Tutorial of fiber media converter

Now, fiber optic cables have been widely used in a wide variety of communication networks, but copper network equipment and cables in local area networks (LANs) still occupy an important position. How to combine modern optical fiber communication technology with traditional copper network communication equipment is one of the important topics of network engineers. The emergence of fiber media converter is a perfect way to seamlessly connect fiber optic cables and copper cables, commonly used in Ethernet copper networks that cannot be covered and must use fiber to extend the transmission distance of the network applications while helping to connect the fiber to the last mile line Network and more outside the network has played a huge role. Depending on the applicable network, fiber media converter can be divided into Ethernet fiber media converter and time division multiplexing (TDM) fiber media converter. This tutorial will detail these two fiber media converters and their applications.

Ethernet fiber media converter

Ethernet fiber media converters comply with IEEE 802.3 standard, support Ethernet, Fast Ethernet, 10 Gigabit Ethernet devices, but also support 10/100 / 1000M adaptive network equipment. This kind of fiber media converters is widely used, commonly used in point-to-point networks, campus networks, and redundant applications.

Point-to-point application

In point-to-point applications, Ethernet fiber media converters need to be used in pairs. As shown in the following figure, the fiber media converters are used between the two Ethernet switches (or routers, servers, etc.), and the middle is connected by fiber.

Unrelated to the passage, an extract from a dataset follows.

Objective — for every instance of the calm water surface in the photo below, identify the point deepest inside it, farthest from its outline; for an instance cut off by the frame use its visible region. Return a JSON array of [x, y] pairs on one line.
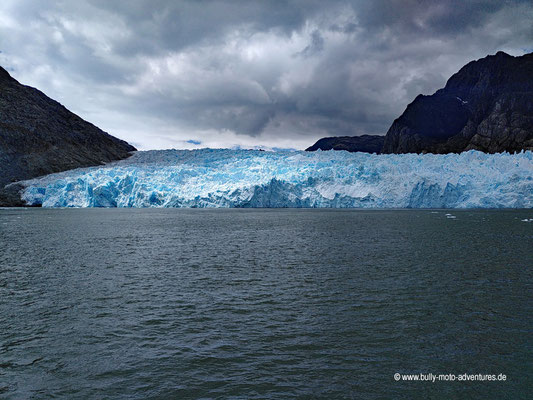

Point-to-point-application

Park-district applications

The following figure shows an example of a cell application for a fiber media converter. The fiber optic transceivers are installed on a high-density rack to connect the electrical interface switch (A) of the network core layer and the electrical switch (B) of the work area and other devices ( C and D), where the fiber media converters can be connected directly to the optical switch:

Park-district-applications

Redundant applications

The storage and forwarding mechanism of a fiber media converter can forward data that cannot be forwarded when the data link is saturated, and then forwards it in the converter's cache, waiting for the network to be idle. This reduces the possibility of data collision and ensures data transmission reliability. The following figure is a fiber media converter in twisted pair and fiber redundant link in the application diagram:

Redundant-applications 

Time division multiplexing (TDM) fiber media converter

Time division multiplexing (TDM) fiber media converters, including T1 / E1 fiber media converters and T3 / E3 fiber media converters, can be used to effectively and effectively extend the traditional time division multiplexing (TDM) link with fiber. Such fiber media converters are generally used in pairs while extending the transmission distance while avoiding noise, improve service quality and network security and other aspects can play an important role.

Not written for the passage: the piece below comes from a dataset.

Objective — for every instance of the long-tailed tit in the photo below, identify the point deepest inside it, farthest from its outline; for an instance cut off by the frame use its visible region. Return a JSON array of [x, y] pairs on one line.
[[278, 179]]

T1 / E1 fiber media converters

T1/E1 Fiber media converters meet T1 (transmission rate of 1.544Mbps line) and E1 (transmission rate of 2.048Mbps line) standards, AMI, B8ZS and HDB3 line coding. This type of fiber media converters has a diagnostic function that facilitates the installation and maintenance of T1 and E1 transmission lines.

T3/E3 fiber media converters

The T3 / E3 fiber media converters conform to the standard of T3 (transmission lines up to 44.736 Mbps) and E3 (transmission rates up to 34.368 Mbps), B3ZS and HDB3 line codes, which can be connected with fiber-optic dedicated PBXs, multiplexed Devices, routers, video servers and other equipment. The following figure is a common example of a T3/E3 fiber media converter:

T3-E3-fiber-media-converters

Conclusion

Fiber media converters support a wide range of protocols, transmission rates, and transmission media. It provides real-time non-blocking transport switching performance while providing balanced traffic, isolation conflicts, and detection errors to ensure high security during data transmission and stability.